Limawaktu.id, Kota Cimahi - DPC PDI Perjuangan Kota Cimahi bersama Wanoja Kota Cimahi menggelar peringatan 30 tahun Peristiwa Kudatuli melalui rangkaian kegiatan refleksi dan aksi simpatik di Pendopo DPRD Kota Cimahi, Senin (27/7/2026) malam.
Kegiatan yang dimulai pukul 19.00 WIB tersebut dihadiri jajaran pengurus DPC PDI Perjuangan, pengurus Wanoja, kader partai, serta simpatisan. Peringatan dikemas dengan doa bersama, renungan, mengheningkan cipta, pembacaan puisi politik, orasi kebangsaan, hingga pembagian setangkai bunga mawar kepada masyarakat sebagai simbol penghormatan terhadap perjuangan demokrasi.
Peristiwa Kudatuli atau Kerusuhan 27 Juli 1996 merupakan salah satu momentum penting dalam perjalanan demokrasi Indonesia. Saat itu, Kantor DPP PDI di Jalan Diponegoro, Jakarta, diserang ketika terjadi konflik politik yang berkaitan dengan kepemimpinan Ketua Umum PDI saat itu, Megawati Soekarnoputri.

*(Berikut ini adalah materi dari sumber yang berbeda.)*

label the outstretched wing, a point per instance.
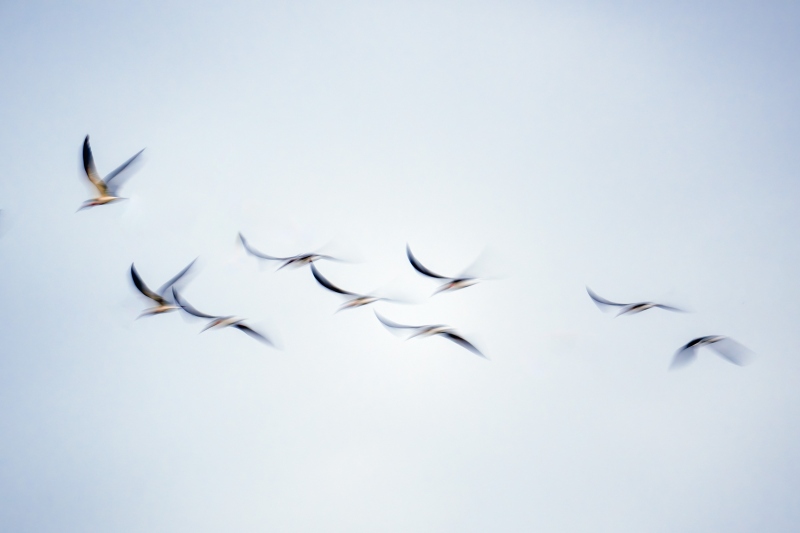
(419, 267)
(175, 278)
(186, 306)
(732, 351)
(601, 302)
(253, 333)
(683, 357)
(389, 324)
(670, 308)
(91, 170)
(464, 343)
(253, 251)
(327, 284)
(114, 173)
(143, 288)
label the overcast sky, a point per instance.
(648, 152)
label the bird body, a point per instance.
(627, 309)
(359, 300)
(106, 190)
(294, 261)
(452, 284)
(431, 330)
(725, 347)
(219, 322)
(163, 304)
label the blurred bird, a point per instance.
(627, 309)
(106, 191)
(159, 297)
(293, 261)
(358, 300)
(453, 284)
(428, 331)
(221, 321)
(724, 346)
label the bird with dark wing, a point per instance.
(627, 309)
(430, 330)
(451, 284)
(163, 301)
(108, 187)
(293, 261)
(218, 322)
(357, 300)
(725, 347)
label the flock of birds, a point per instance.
(168, 298)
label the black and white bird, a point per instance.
(293, 261)
(725, 347)
(627, 309)
(163, 300)
(357, 300)
(220, 321)
(452, 283)
(107, 188)
(430, 330)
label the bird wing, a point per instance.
(389, 324)
(732, 351)
(253, 251)
(175, 278)
(600, 301)
(419, 267)
(464, 343)
(91, 170)
(683, 357)
(143, 288)
(114, 173)
(186, 306)
(253, 333)
(327, 284)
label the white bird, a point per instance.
(358, 300)
(627, 309)
(452, 284)
(159, 297)
(106, 190)
(430, 330)
(221, 321)
(725, 347)
(293, 261)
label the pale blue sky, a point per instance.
(647, 152)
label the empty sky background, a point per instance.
(648, 152)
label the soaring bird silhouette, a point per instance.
(358, 300)
(293, 261)
(627, 309)
(220, 321)
(164, 302)
(429, 330)
(106, 190)
(452, 284)
(725, 347)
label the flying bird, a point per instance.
(293, 261)
(725, 347)
(106, 190)
(627, 309)
(428, 331)
(164, 304)
(220, 321)
(452, 284)
(358, 300)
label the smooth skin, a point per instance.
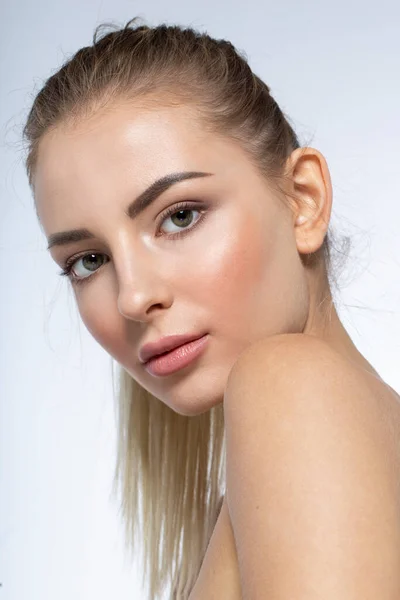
(237, 273)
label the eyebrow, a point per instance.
(132, 211)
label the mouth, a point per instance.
(176, 358)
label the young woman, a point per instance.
(158, 154)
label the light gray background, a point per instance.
(334, 68)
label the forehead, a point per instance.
(119, 152)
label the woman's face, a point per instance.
(234, 272)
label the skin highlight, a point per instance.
(238, 271)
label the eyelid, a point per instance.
(197, 205)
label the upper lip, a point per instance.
(165, 344)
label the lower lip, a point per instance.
(177, 358)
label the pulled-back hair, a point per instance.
(170, 469)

Ketua Wanoja PDI Perjuangan Kota Cimahi, Prita Novia Haerani, ST, mengatakan peringatan tersebut bukan sekadar mengenang sejarah, melainkan menjadi pengingat bagi seluruh kader untuk terus menjaga nilai-nilai demokrasi dan memperjuangkan kepentingan masyarakat.
"Peristiwa Kudatuli menjadi pengingat bahwa perjuangan demokrasi tidak lahir dengan mudah. Semangat itu harus terus hidup di hati seluruh kader PDI Perjuangan agar tetap konsisten memperjuangkan aspirasi rakyat dan berdiri bersama masyarakat," ujar Prita.
Ia menambahkan, refleksi sejarah merupakan bagian penting dalam membangun komitmen politik yang berpihak kepada rakyat.
"Melalui doa bersama, renungan, hingga aksi berbagi bunga kepada masyarakat, kami ingin menyampaikan pesan bahwa perjuangan politik harus selalu dilandasi kemanusiaan, persatuan, dan pengabdian kepada rakyat," katanya.
Sementara itu, jajaran DPC PDI Perjuangan Kota Cimahi menegaskan bahwa peringatan Kudatuli menjadi momentum untuk memperkuat soliditas organisasi sekaligus menanamkan nilai perjuangan kepada generasi kader penerus.
Menurut mereka, semangat yang diwariskan dari peristiwa 27 Juli 1996 harus menjadi energi bagi kader untuk terus hadir di tengah masyarakat, menyerap aspirasi, serta mengawal berbagai kebijakan yang berpihak kepada kepentingan rakyat.
Rangkaian kegiatan ditutup dengan pembagian bunga mawar kepada masyarakat sebagai simbol penghormatan terhadap nilai-nilai demokrasi, perdamaian, dan semangat perjuangan yang terus dijaga oleh kader PDI Perjuangan di Kota Cimahi.